I don't know an easy way to translate this awareness and acknowledgement of power and priviledge from ageism to racism. I'm open for suggestions.

Anonymous said...

My reply on AR/AO thread,
revised Excerpt from my Philocrites post:

My challenge to Tim and other AR/AO youth and young adult leaders would be to take Jeff Wilson's and Chris Wilson's critique of these AO efforts a little more to heart. The whole concept of Anti-oppression work for UU youth, who score highest of any group on college entrance exams, is a real cunundrum. These youth are among the least oppressed humans in the world in terms of their opportunities, and that includes the People of Color youth. Not that they aren't oppressed in some ways, as are we all.

However, with the support of the UU Administration, the Youth Office and other authority figures, some UU youth and young adult leaders have taken AR/AO to an extreme. They talk about how to use love while acusing any white person of being a racist. It's dysfunctional, at the very least. AO/AR work has become very loud and very deaf. I don't think this is what the UUA, the Youth Office, or AR/AO intended.

AR/AO destructive to our youth and young adult is also becoming more and more harmful to UU youth and young adult conference communities because it displaces business and leadership training time with identity group meetings and protests against unintentional institutional racism.

There is a real failure of the AR/AO leaders to recognize their own INSTITUTIONAL racism in their efforts to put themselves forward as good people who are good role models. This is creating a mentality that they are the ones empowered by the UUA to ferret out evil in the world as if they themselves are non-racist, non-oppressive people themselves.

This might be true in terms of where their hearts are at, but in terms of the institutional matrix in which they are embedded, their hands are dirty too, just like the folks they accuse, but they fail to recognize this and instead are coming across as deeply disfunctional and incredibly strident in their accusations of racism and oppression in other people. What started out with good intensions with some good work done is quickly degenerating into an unhealthy UU A0/AR sub-culture which is doing more harm than good to our UU youth and young adult con communities.

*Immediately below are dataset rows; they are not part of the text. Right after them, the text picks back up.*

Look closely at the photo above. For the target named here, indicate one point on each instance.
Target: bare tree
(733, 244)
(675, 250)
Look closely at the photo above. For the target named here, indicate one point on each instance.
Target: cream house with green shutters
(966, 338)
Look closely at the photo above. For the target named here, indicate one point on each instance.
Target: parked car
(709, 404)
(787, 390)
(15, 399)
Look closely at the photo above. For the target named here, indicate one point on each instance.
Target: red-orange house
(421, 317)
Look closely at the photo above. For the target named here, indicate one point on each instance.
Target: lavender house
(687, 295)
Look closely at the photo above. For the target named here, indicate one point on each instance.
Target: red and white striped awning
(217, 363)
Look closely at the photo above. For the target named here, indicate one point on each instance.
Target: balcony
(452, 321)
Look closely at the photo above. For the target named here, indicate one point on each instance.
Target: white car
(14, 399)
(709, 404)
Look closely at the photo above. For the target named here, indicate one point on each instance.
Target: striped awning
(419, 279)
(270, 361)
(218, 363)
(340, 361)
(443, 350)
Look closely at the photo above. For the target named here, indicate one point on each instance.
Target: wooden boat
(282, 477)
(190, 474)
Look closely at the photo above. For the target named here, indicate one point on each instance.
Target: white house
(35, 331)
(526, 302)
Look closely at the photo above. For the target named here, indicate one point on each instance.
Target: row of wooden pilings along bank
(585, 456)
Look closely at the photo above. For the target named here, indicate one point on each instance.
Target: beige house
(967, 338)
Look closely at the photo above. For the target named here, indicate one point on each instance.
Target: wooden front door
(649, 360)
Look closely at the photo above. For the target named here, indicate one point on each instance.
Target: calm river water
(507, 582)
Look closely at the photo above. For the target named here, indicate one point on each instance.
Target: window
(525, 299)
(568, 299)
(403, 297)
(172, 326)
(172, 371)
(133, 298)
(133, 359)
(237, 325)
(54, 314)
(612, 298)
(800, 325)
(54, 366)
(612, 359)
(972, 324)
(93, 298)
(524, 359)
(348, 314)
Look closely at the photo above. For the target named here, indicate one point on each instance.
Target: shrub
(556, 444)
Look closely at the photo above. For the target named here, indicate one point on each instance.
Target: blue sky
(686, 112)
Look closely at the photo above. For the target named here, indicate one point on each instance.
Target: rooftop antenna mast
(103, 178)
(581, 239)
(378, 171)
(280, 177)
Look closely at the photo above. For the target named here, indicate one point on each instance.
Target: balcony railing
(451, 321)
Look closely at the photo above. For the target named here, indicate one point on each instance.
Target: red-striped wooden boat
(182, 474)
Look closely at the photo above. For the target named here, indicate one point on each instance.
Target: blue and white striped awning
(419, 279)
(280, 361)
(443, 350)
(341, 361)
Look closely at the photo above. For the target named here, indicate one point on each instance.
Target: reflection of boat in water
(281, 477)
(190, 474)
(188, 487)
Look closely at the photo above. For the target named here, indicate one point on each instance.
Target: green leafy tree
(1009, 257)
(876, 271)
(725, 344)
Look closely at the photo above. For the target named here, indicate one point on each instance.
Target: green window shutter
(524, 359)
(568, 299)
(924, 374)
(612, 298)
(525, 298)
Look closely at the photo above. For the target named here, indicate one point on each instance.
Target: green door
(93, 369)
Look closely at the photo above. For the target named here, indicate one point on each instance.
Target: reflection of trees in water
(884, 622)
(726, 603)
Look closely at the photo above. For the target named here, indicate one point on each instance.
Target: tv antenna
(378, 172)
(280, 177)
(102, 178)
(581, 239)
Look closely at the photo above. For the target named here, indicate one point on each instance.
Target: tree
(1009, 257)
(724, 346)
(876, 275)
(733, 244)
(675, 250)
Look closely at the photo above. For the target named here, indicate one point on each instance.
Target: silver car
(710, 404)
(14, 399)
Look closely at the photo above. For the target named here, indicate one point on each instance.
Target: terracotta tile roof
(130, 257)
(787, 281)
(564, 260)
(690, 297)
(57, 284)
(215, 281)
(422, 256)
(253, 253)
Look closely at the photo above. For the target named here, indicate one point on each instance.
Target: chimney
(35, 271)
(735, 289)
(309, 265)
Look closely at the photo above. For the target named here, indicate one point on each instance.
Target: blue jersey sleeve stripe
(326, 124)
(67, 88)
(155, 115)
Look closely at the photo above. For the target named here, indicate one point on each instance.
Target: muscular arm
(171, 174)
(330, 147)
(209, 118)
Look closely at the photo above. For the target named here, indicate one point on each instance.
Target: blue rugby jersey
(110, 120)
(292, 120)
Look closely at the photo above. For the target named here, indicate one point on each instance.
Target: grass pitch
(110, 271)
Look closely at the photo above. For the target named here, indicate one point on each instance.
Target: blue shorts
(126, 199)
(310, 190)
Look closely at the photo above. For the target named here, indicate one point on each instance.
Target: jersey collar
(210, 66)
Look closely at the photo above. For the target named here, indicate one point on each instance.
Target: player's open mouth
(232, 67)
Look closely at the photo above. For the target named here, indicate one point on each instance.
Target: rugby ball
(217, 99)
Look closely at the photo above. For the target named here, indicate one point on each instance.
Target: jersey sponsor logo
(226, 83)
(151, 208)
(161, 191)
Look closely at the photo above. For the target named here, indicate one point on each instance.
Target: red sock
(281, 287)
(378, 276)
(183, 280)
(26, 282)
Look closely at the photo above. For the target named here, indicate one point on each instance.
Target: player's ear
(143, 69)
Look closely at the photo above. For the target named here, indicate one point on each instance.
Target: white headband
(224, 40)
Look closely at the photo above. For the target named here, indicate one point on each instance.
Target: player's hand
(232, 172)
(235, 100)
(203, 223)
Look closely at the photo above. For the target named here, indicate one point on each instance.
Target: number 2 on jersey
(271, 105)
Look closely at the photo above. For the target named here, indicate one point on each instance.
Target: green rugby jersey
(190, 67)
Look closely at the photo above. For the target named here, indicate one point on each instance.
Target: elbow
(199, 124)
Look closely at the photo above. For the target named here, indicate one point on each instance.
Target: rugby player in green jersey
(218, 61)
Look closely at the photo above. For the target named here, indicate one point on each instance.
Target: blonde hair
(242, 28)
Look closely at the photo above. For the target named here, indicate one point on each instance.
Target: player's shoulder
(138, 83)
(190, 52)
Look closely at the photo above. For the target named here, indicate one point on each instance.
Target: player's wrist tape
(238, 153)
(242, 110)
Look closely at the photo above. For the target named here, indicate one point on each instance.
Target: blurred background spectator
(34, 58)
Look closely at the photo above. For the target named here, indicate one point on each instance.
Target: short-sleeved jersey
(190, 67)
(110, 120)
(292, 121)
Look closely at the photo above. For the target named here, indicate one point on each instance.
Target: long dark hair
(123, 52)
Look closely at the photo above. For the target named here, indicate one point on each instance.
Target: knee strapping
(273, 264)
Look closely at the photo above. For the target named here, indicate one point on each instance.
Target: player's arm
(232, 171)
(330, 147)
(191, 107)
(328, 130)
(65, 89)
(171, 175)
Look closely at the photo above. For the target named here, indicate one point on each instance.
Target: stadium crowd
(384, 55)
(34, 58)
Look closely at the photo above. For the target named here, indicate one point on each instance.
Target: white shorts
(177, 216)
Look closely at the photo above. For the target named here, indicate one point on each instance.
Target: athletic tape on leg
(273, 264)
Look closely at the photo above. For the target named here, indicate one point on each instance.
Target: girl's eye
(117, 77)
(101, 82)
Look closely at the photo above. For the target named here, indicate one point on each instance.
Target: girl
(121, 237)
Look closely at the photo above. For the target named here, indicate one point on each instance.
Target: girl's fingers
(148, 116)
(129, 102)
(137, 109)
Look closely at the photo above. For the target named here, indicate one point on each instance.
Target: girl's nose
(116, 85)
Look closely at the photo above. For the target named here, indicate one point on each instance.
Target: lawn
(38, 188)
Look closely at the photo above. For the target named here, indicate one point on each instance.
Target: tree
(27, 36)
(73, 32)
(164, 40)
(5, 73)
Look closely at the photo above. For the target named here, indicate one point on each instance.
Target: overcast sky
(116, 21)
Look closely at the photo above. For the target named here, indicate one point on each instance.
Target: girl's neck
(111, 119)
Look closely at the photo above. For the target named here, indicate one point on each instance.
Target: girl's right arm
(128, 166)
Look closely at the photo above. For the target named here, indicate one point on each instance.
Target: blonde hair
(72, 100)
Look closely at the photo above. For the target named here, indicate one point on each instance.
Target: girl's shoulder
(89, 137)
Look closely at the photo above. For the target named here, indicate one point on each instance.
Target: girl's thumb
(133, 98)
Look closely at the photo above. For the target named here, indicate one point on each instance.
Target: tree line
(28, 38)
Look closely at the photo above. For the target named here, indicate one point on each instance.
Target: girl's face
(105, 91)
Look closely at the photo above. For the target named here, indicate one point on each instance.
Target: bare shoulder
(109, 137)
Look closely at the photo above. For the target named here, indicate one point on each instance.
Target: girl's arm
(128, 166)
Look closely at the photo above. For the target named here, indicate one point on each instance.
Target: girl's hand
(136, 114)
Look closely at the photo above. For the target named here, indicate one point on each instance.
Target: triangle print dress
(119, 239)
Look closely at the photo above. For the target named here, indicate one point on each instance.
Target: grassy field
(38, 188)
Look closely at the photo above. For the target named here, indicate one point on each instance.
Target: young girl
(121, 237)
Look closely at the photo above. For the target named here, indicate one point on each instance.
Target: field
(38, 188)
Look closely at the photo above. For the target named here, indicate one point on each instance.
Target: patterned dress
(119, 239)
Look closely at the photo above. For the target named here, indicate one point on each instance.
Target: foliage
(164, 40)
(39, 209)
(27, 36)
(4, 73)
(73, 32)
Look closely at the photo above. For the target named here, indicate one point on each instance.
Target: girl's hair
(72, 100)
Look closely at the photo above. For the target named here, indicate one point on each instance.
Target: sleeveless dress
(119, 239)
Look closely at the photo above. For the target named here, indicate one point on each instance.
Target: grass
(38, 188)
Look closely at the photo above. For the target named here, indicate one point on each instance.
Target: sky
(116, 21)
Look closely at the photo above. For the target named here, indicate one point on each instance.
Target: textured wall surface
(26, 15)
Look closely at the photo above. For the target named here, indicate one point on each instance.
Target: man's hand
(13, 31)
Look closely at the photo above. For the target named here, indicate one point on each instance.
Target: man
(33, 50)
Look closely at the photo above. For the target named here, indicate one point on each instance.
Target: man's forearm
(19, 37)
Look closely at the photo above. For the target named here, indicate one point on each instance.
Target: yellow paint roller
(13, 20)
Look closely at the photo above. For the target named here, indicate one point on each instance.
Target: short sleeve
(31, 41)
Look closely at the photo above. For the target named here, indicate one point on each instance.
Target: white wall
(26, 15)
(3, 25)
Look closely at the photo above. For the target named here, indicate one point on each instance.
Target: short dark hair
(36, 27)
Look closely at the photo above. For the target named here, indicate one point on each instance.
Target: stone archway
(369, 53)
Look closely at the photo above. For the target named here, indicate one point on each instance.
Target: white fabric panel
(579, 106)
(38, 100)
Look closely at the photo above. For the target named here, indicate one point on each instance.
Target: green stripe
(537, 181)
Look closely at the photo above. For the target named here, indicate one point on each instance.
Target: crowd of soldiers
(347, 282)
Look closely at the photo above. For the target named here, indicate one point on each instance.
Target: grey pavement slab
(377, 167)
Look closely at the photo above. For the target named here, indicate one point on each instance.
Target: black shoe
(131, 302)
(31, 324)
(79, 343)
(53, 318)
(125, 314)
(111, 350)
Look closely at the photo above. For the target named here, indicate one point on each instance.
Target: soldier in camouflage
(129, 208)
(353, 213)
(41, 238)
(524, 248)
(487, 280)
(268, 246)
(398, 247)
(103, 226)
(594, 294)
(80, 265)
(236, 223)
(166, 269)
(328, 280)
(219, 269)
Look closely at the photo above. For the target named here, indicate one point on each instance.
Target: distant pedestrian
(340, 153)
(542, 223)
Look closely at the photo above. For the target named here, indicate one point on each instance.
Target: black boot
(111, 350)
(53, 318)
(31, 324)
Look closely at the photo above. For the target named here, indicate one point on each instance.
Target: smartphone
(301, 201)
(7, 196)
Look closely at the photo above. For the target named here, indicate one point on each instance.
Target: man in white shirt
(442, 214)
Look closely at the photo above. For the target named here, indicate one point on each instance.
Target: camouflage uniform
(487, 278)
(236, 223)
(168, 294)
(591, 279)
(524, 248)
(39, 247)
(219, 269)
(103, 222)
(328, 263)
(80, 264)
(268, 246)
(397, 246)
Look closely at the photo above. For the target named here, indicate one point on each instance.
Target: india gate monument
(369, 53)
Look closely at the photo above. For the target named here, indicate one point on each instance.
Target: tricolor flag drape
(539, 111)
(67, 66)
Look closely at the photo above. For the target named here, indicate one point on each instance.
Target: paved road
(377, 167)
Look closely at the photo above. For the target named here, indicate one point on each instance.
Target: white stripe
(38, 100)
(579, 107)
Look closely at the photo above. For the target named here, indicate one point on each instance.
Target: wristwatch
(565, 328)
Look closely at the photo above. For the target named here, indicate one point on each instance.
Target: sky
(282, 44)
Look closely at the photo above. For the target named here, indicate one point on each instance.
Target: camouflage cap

Salem had its witch hunt and now the AO/AR work is degenerating into a "witch hunt" with all of the atmosphere of hysteria that occurred in Salem.

Meanwhile, the AR/AO folks are claiming that they are the ones being hurt by racism at UU youth business meetings, which is a load of horse manure. Because, the AR/AO folks are not recognizing the context of institutional racism present and are resorting to theatrics to empower themselves, just like the teen age folks who started the Salem witch hunts. There needs to be some responsible intervention from our UU leaders in regards to the new rise of the AR/AO witch hunt sub-culture before more damage is done to our UU youth and young communities.

I recognize that the Journey to Wholeness or any community building effort will go through periods of chaos, but then, folks need to drop their strident personal agendas and start listening to one another in order to engage in the process of building a real UU community where everyone is once again included as who they see themselves to be if they are not trying to hurt other people.

People who are close to one another hurt each other very easily, even just by NOT paying enough attention, but we need to be able to recognize when people are not intentionally hurting other people even as we state clearly our own joys and concerns.

This goes for "UUism is only about local church on Sunday" UUs and ministers as well as "youth cons and young adult cons are the most meaningful thing happening in UUism today" UUs, like me, and even "you are a racist oppressor because you are white and I'm not because I'm a PoC or a white AR/AO leader" UUs.

All of these groups, so well represented in this debate, need to drop their agendas and start caring about one another as people who are different than them and have no intension of conforming to the other's opinions entirely.